Maxing Out Your Tax-Deductible IRA
The tax deductibility of an IRA contribution depends on whether or not you (or your spouse) participate in an employer-sponsored plan.
Maximize tax advantages by contributing as much as you can to an IRA or 401(k).
If you don’t qualify for a deductible IRA contribution, there are other ways to boost your retirement savings.
How much can a person who is 55 invest yearly in an IRA that is tax-deductible?
It seems like such a simple question. But the answer is anything but, thanks to the complex web of rules and regulations surrounding the whole range of retirement investment options. Still, it’s an important question, because the need to build capital for retirement is the most critical financial challenge for most Americans – regardless of their age.
Despite its complexity, the tax code can help you. So you owe it to yourself to take full advantage of what's available. In a nutshell, here’s how IRA deductibility works.
What's tax deductible
Anyone with earned income (i.e., wages or self-employment income) can open an IRA and contribute to it annually based on certain maximums and income limits, which I'll discuss. But whether those contributions are deductible depends on two things: 1) whether you (or your spouse) participate in a company retirement plan; and 2) your income level.
There are essentially three scenarios:
- If you (and your spouse) are not active participants in a qualified workplace retirement plan such as a 401(k), 403(b) or a traditional defined benefit plan, in both 2015 and 2016 at age 55 you can deduct annual IRA contributions of up to $6,500. That figure includes the basic maximum of $5,500 for people under 50, PLUS a "catch-up" contribution of a $1,000 for those 50 and over.
- If you are an active participant in a company-sponsored plan, then an IRA is deductible only if your income is below certain thresholds: in both 2015 and 2016 these numbers are $61,000 to $71,000 for single taxpayers; $98,000 to $118,000 for married filing jointly; $0 to $10,000 if you’re married filing separately. Deductibility is phased out between those limits.

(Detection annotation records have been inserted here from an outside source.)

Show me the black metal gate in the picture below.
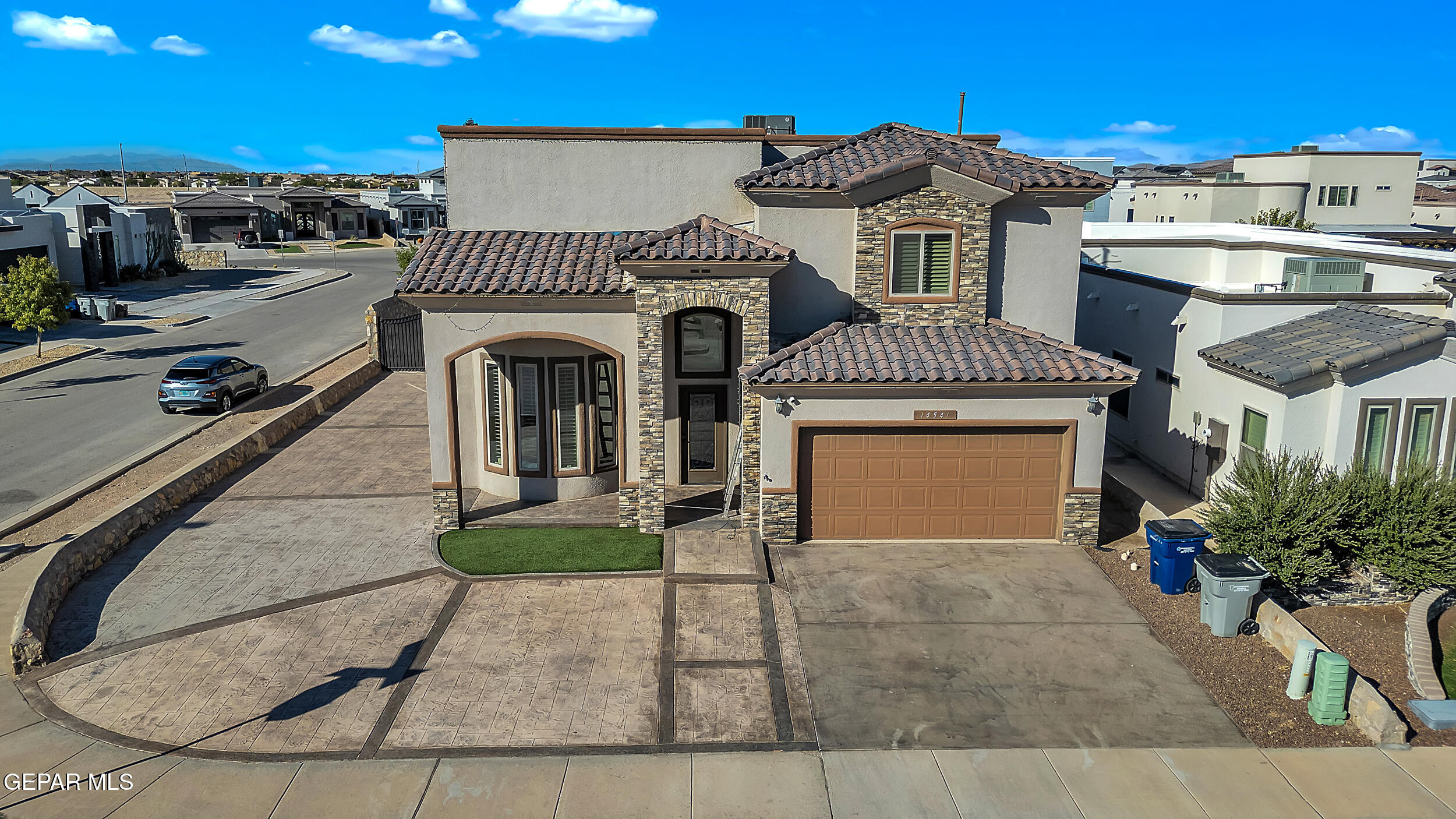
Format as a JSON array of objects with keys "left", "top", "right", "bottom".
[{"left": 374, "top": 299, "right": 425, "bottom": 372}]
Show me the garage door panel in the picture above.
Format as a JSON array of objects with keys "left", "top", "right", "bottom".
[{"left": 801, "top": 427, "right": 1065, "bottom": 539}]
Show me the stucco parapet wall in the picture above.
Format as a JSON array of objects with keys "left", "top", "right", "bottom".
[
  {"left": 178, "top": 250, "right": 227, "bottom": 267},
  {"left": 1254, "top": 593, "right": 1408, "bottom": 744},
  {"left": 1405, "top": 589, "right": 1456, "bottom": 700},
  {"left": 10, "top": 355, "right": 380, "bottom": 675},
  {"left": 1082, "top": 262, "right": 1456, "bottom": 306}
]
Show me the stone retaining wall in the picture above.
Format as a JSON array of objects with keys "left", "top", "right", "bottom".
[
  {"left": 1405, "top": 589, "right": 1456, "bottom": 700},
  {"left": 9, "top": 361, "right": 380, "bottom": 675},
  {"left": 178, "top": 250, "right": 227, "bottom": 267},
  {"left": 1254, "top": 595, "right": 1408, "bottom": 744}
]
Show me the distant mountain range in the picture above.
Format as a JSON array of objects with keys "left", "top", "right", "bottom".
[{"left": 0, "top": 151, "right": 243, "bottom": 174}]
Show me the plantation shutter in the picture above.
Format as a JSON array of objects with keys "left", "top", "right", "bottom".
[
  {"left": 485, "top": 361, "right": 506, "bottom": 467},
  {"left": 922, "top": 233, "right": 955, "bottom": 296},
  {"left": 890, "top": 233, "right": 920, "bottom": 294},
  {"left": 556, "top": 364, "right": 581, "bottom": 469}
]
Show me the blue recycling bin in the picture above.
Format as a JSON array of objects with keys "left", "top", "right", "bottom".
[{"left": 1147, "top": 519, "right": 1213, "bottom": 595}]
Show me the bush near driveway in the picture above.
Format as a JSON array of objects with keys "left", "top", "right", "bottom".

- If your spouse is an active participant in a plan but you're not, for your 2015 return you can contribute and deduct the full $6,500 if your income is below $183,000. Deductibility gets phased out between $183,000 and $193,000. (These numbers change to $184,000 and $194,000 for 2016.)
Even if you (or your spouse) don't have any earned income, either of you may be able to contribute to what is known as a spousal IRA—provided the other spouse has sufficient earned income. Contributions limits are the same as any other IRA. That contribution may also be tax-deductible, again depending on the above scenarios.
Definition of "active participant"
It may seem obvious that if you're contributing to a 401(k) plan, you’re an "active participant." But there's a bit of nuance that you need to consider because, even if you don’t participate through payroll deductions, you might be an active participant according to IRS rules.
For instance, if your company has a traditional pension plan, you are probably considered an active participant as long as you’re eligible—even if no contributions are being made at the moment. If you’re unsure where you stand, check with your human resources department.
Two steps to maximize financial security
The first step is to determine your status in terms of what you can contribute and what's tax deductible for you.
Step two is to put as much as you can into the right vehicle. A 401(k) plan has much higher annual contribution limits than an IRA, in both 2015 and 2016 up to $18,000 plus an additional $6,000 for those over 50. Since contributions are made with pretax dollars, it’s essentially the same as tax deductibility for an IRA contribution. Contribute the max if you can, but at the very least, contribute enough to get any company match.
If neither you nor your spouse has a 401(k), contribute the maximum to an IRA, including the catch-up contribution. That will shave $6,500 off your income and save you taxes. If you were in the 35 percent tax bracket, you'd reduce your taxes by $2,275.
Beyond a deductible IRA contribution
If you don’t qualify for a deductible IRA contribution, you can still make a non-deductible contribution. But you do have a couple of other options. Alternately, you could:
- Invest that money in a traditional taxable brokerage account. You give up tax-deferred growth, but in return you’ll be able to take advantage of long-term capital gain rates (withdrawals from traditional IRAs are taxed at ordinary income rates). Plus, taxable accounts are more flexible, with no rules about early withdrawals or minimum distributions.
- Consider a Roth IRA. Contributions to a Roth IRA aren't tax deductible, but qualified withdrawals of earnings are tax-free (withdrawals of contributions are tax-free at any time). However, there are income limits. For 2015, you can contribute the maximum to a Roth IRA if your adjusted gross income (AGI) is at or below $116,000 for single filers; $183,000 for married filing jointly. You can make a partial contribution if your AGI is between $116,000–$131,000 for singles; $183,000–$193,000 for married filing jointly. (For 2016, those numbers go up to $117,000 to $132,000 and $184,000 to $194,000 respectively.)
At age 55, you probably have 5 to 10 years before you retire, so now may be a great time to sit down with a financial advisor who can help you evaluate your needs. But at the very least, take full advantage of the tax code to sock away as much money as possible. Remember, you have until April 15th of the following tax year to make your contribution.